In a nutshell, the above would be an attractive revenue-sharing model (with a predictable revenue stream that allows a significant reduction in returns and scrap financial reserves for the manufacturer), whereby returned products are inspected, refurbished, and certified by the manufacturer. After these processes are completed, inventory ownership and operational responsibility is then transferred to FreeFlow. FreeFlow repackages and prepares the pre-owned products as necessary for the market, and can even provide package design services if required. FreeFlow works in tandem with manufacturers to clearly identify the condition of items and the terms of sale, and to determine decisive channel strategies for the pre-owned inventory to avoid conflict of inventory flow into primary markets.
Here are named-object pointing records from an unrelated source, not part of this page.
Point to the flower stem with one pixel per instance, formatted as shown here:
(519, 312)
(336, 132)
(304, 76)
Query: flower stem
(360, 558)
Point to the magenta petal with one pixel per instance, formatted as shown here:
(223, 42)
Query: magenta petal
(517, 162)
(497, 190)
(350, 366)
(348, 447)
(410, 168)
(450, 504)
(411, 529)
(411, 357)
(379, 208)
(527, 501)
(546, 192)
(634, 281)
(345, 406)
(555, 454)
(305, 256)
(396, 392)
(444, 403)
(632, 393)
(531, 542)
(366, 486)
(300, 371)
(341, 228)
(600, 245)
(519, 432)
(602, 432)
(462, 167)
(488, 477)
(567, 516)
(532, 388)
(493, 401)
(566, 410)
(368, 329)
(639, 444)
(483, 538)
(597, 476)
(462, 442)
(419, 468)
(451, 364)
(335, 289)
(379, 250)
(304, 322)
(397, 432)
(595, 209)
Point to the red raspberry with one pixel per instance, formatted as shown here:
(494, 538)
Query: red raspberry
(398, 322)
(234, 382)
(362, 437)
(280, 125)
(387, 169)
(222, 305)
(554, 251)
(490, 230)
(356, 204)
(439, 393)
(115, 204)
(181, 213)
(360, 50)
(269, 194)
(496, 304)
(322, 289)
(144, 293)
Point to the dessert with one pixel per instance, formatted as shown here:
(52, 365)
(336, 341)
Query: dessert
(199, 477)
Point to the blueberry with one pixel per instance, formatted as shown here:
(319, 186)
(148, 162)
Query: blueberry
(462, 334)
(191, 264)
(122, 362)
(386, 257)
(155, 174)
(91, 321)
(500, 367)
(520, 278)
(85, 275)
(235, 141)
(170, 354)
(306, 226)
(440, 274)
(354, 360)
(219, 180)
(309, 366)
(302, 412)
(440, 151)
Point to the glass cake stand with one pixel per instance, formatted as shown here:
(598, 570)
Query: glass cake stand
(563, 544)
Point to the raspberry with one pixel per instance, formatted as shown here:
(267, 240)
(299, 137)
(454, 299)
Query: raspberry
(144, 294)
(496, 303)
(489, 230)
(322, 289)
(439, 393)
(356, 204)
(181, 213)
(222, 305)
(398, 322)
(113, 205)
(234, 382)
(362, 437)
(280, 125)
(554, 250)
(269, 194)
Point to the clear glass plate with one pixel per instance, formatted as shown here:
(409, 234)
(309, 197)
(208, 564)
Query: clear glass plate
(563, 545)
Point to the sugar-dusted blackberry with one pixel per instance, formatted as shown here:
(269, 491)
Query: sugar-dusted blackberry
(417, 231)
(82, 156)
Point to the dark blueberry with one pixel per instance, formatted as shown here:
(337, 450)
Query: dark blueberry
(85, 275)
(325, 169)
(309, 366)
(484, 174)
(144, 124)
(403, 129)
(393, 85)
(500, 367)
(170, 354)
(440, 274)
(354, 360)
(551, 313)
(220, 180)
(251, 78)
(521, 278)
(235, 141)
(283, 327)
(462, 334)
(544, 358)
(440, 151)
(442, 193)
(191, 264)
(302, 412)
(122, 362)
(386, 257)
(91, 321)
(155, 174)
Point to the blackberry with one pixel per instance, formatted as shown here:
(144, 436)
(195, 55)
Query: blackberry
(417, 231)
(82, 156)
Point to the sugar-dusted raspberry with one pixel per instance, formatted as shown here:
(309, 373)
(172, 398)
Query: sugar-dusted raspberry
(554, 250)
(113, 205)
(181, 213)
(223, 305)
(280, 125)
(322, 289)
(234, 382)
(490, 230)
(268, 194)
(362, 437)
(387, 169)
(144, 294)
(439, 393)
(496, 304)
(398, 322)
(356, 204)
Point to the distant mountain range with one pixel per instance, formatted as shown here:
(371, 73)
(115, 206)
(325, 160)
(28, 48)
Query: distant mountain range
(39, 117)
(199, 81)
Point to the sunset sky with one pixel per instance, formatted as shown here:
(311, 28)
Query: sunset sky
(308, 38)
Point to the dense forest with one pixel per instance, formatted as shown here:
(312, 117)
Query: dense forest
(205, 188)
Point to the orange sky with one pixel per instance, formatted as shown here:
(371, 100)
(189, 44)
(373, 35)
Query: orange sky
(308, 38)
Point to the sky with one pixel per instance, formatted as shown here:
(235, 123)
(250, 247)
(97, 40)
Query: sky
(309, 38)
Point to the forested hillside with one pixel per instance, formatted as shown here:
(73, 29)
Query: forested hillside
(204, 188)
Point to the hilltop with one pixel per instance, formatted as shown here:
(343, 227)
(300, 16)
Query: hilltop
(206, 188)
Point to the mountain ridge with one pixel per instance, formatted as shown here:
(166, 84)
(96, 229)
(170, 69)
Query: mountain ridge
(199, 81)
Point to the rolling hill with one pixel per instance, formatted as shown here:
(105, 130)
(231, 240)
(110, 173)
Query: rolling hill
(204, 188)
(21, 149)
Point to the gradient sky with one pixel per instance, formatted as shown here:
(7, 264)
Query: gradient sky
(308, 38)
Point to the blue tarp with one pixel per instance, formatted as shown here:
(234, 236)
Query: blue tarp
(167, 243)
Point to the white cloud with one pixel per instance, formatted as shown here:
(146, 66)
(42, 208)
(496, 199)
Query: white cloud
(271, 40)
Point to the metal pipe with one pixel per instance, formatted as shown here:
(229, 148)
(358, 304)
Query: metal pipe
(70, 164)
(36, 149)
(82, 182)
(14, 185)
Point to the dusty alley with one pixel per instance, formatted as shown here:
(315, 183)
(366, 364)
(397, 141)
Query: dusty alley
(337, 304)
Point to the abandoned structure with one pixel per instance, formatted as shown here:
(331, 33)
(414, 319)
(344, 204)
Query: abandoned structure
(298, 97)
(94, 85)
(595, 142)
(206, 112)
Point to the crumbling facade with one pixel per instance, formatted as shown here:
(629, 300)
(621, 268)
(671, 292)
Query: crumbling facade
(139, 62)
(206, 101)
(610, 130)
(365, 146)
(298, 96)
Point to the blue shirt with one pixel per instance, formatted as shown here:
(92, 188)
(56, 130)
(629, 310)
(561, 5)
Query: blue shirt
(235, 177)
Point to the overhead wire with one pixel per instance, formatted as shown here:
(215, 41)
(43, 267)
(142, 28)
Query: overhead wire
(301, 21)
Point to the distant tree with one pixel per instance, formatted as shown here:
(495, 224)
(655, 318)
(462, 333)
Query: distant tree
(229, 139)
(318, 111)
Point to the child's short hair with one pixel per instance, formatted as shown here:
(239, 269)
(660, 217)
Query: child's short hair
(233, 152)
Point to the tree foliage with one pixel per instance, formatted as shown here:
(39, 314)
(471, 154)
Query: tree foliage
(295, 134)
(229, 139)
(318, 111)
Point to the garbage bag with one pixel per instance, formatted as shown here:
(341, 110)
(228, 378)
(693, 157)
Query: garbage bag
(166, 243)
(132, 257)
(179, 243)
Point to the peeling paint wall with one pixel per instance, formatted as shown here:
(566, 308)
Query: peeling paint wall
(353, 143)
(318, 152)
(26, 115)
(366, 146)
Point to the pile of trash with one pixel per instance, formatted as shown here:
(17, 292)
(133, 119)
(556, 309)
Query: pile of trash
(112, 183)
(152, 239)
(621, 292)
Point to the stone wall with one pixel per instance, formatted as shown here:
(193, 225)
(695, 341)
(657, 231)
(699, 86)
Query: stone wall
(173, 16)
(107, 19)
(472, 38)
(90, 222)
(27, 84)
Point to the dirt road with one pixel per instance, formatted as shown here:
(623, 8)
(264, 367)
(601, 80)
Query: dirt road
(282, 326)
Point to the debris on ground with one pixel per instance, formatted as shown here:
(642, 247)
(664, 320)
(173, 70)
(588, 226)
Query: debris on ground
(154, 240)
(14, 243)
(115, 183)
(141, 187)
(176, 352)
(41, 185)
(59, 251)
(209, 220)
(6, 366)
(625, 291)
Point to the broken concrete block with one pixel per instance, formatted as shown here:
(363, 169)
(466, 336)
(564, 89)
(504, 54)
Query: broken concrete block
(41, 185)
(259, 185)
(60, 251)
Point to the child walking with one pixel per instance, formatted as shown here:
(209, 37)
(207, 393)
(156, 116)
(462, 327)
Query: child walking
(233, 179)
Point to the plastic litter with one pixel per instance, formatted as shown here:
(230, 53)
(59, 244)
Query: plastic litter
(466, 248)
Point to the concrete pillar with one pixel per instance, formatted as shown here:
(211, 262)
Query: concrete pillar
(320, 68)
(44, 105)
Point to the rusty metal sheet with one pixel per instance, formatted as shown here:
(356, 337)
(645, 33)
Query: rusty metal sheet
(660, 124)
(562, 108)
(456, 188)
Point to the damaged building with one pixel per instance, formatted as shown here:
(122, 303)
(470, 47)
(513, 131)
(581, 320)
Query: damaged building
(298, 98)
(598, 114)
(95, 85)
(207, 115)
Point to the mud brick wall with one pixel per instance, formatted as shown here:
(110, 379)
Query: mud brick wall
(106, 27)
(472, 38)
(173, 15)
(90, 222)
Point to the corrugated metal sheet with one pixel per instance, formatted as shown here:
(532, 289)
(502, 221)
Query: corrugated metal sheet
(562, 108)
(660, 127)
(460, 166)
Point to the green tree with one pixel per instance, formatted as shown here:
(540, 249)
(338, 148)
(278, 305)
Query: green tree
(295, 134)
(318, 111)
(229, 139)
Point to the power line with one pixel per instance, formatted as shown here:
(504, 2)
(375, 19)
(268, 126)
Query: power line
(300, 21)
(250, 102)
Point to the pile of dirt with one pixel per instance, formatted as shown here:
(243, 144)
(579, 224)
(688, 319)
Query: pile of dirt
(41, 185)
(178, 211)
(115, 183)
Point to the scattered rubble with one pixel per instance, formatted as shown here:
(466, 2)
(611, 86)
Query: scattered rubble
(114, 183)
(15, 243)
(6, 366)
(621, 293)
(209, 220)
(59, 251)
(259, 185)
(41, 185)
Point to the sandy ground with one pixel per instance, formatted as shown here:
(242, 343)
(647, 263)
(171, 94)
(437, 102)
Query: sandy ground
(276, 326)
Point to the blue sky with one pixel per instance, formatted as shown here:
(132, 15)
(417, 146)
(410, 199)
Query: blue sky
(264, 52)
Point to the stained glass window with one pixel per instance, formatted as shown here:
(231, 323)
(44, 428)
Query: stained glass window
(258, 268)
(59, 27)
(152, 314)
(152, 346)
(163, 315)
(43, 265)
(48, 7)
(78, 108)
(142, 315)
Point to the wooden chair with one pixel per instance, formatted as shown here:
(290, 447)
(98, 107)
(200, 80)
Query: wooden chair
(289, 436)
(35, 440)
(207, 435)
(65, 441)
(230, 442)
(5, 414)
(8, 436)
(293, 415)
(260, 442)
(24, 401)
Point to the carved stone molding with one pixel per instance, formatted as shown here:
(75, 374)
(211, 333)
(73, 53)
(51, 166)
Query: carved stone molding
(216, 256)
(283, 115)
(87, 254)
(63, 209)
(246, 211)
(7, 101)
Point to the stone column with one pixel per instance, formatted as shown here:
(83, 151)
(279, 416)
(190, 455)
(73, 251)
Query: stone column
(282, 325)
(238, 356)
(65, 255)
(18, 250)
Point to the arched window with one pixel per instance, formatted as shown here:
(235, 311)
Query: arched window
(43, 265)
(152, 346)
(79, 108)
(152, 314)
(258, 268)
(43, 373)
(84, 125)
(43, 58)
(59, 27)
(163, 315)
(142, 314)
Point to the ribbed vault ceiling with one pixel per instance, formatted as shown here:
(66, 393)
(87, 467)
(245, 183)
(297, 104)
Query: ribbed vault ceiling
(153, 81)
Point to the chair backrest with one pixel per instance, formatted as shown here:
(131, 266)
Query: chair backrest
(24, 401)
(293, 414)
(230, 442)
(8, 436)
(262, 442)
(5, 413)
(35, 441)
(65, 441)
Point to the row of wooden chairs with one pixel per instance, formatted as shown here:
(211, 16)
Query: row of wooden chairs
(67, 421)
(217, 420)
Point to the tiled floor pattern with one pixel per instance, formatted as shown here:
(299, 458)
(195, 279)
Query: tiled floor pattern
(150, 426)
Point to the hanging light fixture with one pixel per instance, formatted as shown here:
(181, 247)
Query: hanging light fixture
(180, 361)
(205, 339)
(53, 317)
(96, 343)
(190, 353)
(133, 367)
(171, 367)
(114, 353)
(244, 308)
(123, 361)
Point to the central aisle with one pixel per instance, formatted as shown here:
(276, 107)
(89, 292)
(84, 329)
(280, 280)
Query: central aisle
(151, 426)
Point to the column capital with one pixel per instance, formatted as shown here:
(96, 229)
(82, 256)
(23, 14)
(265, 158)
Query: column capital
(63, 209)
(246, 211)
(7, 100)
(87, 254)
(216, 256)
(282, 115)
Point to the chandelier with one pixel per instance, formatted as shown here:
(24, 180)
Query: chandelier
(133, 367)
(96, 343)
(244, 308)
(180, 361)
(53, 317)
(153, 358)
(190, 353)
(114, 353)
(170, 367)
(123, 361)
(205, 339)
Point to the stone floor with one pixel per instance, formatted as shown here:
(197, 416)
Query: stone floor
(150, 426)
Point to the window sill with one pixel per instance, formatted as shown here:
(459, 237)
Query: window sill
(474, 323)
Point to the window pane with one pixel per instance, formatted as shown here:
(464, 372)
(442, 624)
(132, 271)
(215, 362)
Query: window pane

Using the auction portal, inventory is then sold according to this strategy, which often includes second tier channels, emerging markets, and e-tail arenas. The right target price is based on FreeFlow's market intelligence, while by way of drop-shipping, the manufacturer can even disposition the returns directly from its channel partner's facility, thus avoiding the additional transport costs of bringing the material back to its premises. This program, which can be tailored to the needs of each manufacturer (who specifies and audits all refurbishment processes, but remains free from having to manage them), is the result of consumers showing an increasing appetite for refurbished inventory from well-known manufacturers that have a constant flow of returns.